Most claimants either don't know footage exists, or hand it over at the wrong moment. The specialist solicitors SummitRecording works with do two things others don't:

They find footage you didn't know about. Commercial vehicles — lorries, buses, taxis, couriers — carry dashcams as standard. Petrol stations, ATMs, and residential doorbell cameras often face the road. In many disputed claims, the decisive recording came from a vehicle or building the claimant had never considered. Solicitors know how to request this footage before businesses overwrite their loops — and most loops run for 28–30 days. After that, it's gone permanently.

They control when footage is disclosed. Submitting footage too early — or informally — can let the other side prepare a counter-argument. Experienced solicitors know the right moment and the right channel. That timing is often the difference between a claim that settles in 10 days and one that drags for a year.

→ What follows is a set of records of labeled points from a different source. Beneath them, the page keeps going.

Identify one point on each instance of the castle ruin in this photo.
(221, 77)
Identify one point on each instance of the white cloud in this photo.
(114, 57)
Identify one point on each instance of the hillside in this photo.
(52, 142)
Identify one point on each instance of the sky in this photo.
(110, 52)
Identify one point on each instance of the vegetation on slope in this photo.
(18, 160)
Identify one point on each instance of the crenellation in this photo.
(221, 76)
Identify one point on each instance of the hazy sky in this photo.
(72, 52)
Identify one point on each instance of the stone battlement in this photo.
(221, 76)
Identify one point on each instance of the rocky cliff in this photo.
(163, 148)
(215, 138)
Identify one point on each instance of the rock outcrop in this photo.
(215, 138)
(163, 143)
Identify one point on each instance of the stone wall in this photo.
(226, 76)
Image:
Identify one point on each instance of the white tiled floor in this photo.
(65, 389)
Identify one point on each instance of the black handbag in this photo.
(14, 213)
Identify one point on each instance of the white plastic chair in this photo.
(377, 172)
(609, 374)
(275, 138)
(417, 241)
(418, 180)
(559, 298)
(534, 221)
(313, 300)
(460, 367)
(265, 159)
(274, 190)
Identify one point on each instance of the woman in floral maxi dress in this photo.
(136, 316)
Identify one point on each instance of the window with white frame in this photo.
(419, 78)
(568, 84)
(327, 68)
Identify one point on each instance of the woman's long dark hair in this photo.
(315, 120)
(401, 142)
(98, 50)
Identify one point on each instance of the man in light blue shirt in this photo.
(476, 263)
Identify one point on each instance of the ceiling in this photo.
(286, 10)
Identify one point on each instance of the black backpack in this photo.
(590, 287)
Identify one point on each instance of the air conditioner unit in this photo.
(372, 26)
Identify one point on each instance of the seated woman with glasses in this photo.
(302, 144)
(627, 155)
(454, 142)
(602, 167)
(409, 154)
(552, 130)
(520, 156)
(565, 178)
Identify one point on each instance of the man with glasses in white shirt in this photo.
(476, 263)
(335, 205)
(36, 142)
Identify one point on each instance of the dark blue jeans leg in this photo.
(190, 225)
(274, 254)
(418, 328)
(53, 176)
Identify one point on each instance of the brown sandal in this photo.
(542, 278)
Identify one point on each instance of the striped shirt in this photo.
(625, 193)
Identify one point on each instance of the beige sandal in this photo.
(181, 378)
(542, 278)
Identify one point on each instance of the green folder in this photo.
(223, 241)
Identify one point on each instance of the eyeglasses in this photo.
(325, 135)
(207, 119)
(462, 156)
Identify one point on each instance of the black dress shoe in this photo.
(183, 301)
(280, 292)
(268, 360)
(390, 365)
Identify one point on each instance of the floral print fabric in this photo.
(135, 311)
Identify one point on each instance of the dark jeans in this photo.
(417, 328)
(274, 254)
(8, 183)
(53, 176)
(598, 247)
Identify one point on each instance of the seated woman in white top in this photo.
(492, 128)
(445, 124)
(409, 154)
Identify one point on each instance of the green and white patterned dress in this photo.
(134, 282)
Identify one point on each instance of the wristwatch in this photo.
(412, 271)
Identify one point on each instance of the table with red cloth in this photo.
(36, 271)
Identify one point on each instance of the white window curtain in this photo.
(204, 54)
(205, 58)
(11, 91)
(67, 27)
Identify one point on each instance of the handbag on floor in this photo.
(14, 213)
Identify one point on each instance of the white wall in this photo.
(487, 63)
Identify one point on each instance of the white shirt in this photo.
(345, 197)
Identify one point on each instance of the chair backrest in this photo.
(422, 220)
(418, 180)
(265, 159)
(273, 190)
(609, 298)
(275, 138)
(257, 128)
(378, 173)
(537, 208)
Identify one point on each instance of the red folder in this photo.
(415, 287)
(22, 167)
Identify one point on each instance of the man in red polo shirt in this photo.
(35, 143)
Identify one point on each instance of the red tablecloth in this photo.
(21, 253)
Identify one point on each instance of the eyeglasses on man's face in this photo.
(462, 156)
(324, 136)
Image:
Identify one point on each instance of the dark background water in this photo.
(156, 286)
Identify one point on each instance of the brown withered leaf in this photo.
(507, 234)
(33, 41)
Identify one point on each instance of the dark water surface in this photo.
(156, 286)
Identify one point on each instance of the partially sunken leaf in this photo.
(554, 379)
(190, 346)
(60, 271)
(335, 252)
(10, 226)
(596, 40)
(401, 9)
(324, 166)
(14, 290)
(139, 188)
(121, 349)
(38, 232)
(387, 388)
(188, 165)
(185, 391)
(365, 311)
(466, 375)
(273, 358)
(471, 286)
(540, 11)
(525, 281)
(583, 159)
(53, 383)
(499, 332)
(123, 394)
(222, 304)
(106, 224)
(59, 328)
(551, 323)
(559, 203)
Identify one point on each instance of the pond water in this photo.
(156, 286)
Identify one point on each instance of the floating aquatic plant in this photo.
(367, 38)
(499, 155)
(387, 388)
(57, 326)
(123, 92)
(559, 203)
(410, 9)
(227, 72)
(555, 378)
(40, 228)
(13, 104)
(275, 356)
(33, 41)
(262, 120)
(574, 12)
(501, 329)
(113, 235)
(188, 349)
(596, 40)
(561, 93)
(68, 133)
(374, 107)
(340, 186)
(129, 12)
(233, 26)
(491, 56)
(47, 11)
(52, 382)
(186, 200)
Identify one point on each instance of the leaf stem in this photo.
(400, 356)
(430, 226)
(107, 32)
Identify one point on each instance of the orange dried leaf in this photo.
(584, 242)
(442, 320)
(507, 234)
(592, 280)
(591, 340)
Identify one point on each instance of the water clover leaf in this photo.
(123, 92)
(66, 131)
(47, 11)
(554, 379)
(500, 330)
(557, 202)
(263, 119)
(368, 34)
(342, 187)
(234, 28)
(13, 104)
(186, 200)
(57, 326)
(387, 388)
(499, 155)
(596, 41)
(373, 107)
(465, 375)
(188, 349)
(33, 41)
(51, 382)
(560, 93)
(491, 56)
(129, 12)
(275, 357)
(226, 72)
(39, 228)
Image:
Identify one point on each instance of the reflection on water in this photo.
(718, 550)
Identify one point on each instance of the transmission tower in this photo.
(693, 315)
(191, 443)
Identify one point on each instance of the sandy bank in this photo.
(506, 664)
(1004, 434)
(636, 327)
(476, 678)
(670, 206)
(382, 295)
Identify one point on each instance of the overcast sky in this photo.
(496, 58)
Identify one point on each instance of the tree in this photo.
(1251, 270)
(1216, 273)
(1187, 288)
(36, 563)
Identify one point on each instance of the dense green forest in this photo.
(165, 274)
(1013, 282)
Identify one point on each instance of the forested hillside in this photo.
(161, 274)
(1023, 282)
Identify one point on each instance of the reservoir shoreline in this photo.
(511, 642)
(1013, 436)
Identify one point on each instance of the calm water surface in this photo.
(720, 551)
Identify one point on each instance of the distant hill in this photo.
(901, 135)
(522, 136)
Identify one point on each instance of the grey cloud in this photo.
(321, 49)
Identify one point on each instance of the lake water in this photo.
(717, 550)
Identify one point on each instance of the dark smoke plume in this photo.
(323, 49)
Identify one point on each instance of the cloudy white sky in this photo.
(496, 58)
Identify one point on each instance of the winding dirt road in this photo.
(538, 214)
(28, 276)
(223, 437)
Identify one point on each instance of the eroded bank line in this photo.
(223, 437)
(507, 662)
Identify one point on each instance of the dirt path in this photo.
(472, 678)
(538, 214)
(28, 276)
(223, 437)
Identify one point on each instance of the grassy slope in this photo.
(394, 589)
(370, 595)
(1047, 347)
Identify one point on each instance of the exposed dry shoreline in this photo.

Nick waited five months for his camera back and still had to navigate the process alone. That's not a gap that should exist.

The Three-Year Window

Under the Limitation Act 1980, road accident claims in England and Wales must be started — meaning court proceedings issued — within three years of the date of the accident. Once that window closes, courts will not allow a claim to proceed, regardless of the evidence or what's on the recording.

If you were in a collision in the last three years and were told there was no case, it is worth getting a second opinion from a specialist before that window closes.

Notes on the time limit: The three-year period runs from the date of the accident or the date you first became aware of the injury — whichever is later. This matters if symptoms emerged weeks or months after the collision. For claimants under 18 at the time of the accident, the limitation period does not begin until their 18th birthday, giving them until age 21. For those who lacked mental capacity at the time, the period may be suspended indefinitely. These are general principles — your specific circumstances may affect the deadline. Speak to a solicitor if you are unsure.